FAW Group's overall listing and then "downsizing"


New Express News (trainee Li Chuan Intern Zhang Huizhong) FAW Xiali (000927) announced yesterday that the company will acquire 100% of the shares of FAW Huali (Tianjin) Automobile Co., Ltd. for a price of RMB 300,000. This is also the FAW Group's completion of the entire restructuring of its largest component company, FAW Foam, at the end of December last year. It has again divested its non-performing assets in less than 100 days.

Yesterday, FAW Xiali opened at 8.10 yuan, to close at 8.59 yuan, the highest 8.79 yuan, up 3.49%.

Discontinued 300,000 transfers a year

The announcement shows that on March 25th, FAW Xiali signed a share transfer agreement with FAW Group on 100% equity of FAW Huali. The company will acquire 100% equity of FAW Huali at a price of RMB 300,000, and sign the “equity transaction” from both parties. Within five working days from the date of the contract, payment shall be made in one lump sum.

FAW-Wahly is a wholly-owned subsidiary of FAW Group. Due to over-pricing and aging models, the production of happiness messengers and Terui models was suspended successively in early 2007. Wah Lee is in trouble and has now stopped production for more than a year. According to the data of the FAW Huali Asset Appraisal Report, its net asset value is only RMB 242,500, and its loss is as high as RMB 130 million. It is already heavily insolvent.

FAW Xiali said that after the completion of the acquisition, it will build another vehicle production base through integration and investment transformation, and launch a new generation of cars that the company is currently developing.

Open for the overall listing

According to analysis, the reason why FAW Group decided to accept the transferee in a very short period of time was to sell FAW Huali at a sale price of RMB 300,000, mainly because FAW is preparing for the overall listing.

Nowadays, SAIC and Dongfeng have all been listed in the three major automobile groups in China. FAW Group has been slow to make progress since it announced its overall listing in March last year. The biggest problem lies in the consolidation of group assets. As a listed company plan, FAW Group will divorce its non-performing assets and good assets.

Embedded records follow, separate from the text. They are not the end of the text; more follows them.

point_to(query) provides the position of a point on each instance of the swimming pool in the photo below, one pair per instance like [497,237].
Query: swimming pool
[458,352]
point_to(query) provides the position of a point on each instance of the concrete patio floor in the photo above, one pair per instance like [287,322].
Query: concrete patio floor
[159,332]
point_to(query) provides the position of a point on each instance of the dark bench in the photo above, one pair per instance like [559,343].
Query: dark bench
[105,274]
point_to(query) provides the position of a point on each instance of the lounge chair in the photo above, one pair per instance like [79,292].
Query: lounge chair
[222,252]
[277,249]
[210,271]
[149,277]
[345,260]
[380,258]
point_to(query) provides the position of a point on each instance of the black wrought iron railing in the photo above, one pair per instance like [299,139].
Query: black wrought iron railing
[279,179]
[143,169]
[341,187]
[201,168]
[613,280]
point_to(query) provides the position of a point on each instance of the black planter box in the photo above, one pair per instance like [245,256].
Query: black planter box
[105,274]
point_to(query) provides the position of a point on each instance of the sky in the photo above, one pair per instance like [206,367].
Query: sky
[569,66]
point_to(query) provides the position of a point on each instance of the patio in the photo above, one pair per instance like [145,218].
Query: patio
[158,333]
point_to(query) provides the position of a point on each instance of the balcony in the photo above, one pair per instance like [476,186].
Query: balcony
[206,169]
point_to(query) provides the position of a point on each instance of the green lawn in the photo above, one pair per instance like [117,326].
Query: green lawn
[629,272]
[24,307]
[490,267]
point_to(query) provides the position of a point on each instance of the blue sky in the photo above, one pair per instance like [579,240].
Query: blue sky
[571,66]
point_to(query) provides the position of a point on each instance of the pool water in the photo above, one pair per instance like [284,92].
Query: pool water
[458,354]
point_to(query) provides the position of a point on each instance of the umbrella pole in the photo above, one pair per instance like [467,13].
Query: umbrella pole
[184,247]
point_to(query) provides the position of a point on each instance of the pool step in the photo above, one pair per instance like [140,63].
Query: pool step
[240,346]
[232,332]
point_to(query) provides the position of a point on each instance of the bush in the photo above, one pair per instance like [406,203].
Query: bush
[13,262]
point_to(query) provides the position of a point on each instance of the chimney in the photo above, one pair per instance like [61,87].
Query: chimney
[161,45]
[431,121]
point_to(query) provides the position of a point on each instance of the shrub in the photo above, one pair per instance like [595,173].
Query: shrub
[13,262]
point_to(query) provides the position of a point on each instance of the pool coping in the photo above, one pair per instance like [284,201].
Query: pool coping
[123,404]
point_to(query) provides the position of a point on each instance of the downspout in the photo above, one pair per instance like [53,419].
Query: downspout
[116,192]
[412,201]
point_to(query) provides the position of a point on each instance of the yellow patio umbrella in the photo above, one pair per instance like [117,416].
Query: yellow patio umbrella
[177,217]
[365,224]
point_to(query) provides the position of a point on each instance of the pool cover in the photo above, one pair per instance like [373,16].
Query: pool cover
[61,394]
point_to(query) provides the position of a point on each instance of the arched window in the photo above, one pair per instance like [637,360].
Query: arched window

At the end of December last year, FAW Group's largest parts and components company, FAW Foao, had completed its overall restructuring due to a loss of more than RMB 100 million. FAW Group wished to divest non-core assets. In less than 100 days, FAW Group once again stripped FAW Huali, which had already been suspended, and dumped the burden of Huali Motor. This time it was once again “downsizing” and its ultimate goal was to open the way for the overall listing of FAW Group.